This is a personal response question. It is up to you how you would like to go about writing five poems that deal with the book Chains. Personally, I would start out by figuring out which type of poem you would like to write. You can pick anything, but I recommend the poetry style somehow fit with Isabel and her situation. I would choose haiku.
A haiku is three lines long. The first and third lines have five syllables. The second line has seven syllables. It doesn't even have to rhyme. Traditionally, a haiku emphasizes "simplicity, intensity, and directness of expression." That would work well for Chains, because Isabel's situation is intense. Madam Lockton is a horrible slave owner, and Isabel suffers greatly because of it. Madam Lockton has Isabel branded on the face at one point. Madam Lockton also has a nasty habit of making sure that Ruth and Isabel say as little as possible. A haiku works for Isabel's situation because it forces you to say a lot of emotion in very few words.
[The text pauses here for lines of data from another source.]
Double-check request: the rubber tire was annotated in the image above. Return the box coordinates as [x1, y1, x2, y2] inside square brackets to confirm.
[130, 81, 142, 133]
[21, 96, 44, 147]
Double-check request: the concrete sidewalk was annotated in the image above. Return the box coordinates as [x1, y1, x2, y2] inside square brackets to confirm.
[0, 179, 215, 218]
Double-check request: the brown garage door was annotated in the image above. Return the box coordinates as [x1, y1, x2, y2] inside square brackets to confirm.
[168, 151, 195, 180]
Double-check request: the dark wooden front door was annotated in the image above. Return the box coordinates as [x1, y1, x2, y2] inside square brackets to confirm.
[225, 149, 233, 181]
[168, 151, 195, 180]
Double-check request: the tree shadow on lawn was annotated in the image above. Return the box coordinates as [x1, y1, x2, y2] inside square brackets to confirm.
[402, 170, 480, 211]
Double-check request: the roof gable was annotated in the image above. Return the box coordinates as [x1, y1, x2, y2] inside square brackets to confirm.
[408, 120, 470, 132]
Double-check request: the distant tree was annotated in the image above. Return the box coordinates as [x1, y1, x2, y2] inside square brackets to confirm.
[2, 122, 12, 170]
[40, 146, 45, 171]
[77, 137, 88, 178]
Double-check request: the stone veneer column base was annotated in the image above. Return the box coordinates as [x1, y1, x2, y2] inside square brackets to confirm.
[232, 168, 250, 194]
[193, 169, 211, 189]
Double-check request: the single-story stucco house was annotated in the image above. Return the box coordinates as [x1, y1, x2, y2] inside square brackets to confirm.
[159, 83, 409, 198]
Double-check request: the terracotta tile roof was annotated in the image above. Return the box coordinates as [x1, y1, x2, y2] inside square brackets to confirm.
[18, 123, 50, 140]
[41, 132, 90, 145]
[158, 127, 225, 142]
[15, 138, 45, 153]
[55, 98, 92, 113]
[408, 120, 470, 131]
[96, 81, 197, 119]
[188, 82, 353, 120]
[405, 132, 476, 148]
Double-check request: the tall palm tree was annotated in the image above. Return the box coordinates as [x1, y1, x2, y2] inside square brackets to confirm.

I also think haiku is a good choice, because poetry is mentioned several times in the book. Specifically, Isabel mentions that she has never read a poem before. That's partly because she is intimidated by the concept. She worries that she isn't smart enough to understand the words on the page. A haiku can carry complex emtions, but it is visually accessible, because it is so short. I believe that a haiku is an appropriate poetry format for Isabel.
For poem topics. I would focus each poem on Isabel and her emotions. Pick five events in the book that Isabel feels strongly about. At the start of the book, Isabel thinks that she is now free. That has great poem potential. Write another poem about how she feels about being sold to the Locktons. A third could be about Ruth's sale. A fourth could be about the conditions in the prison. The fifth could focus on how the war makes her feel. A sixth could be about the branding incident.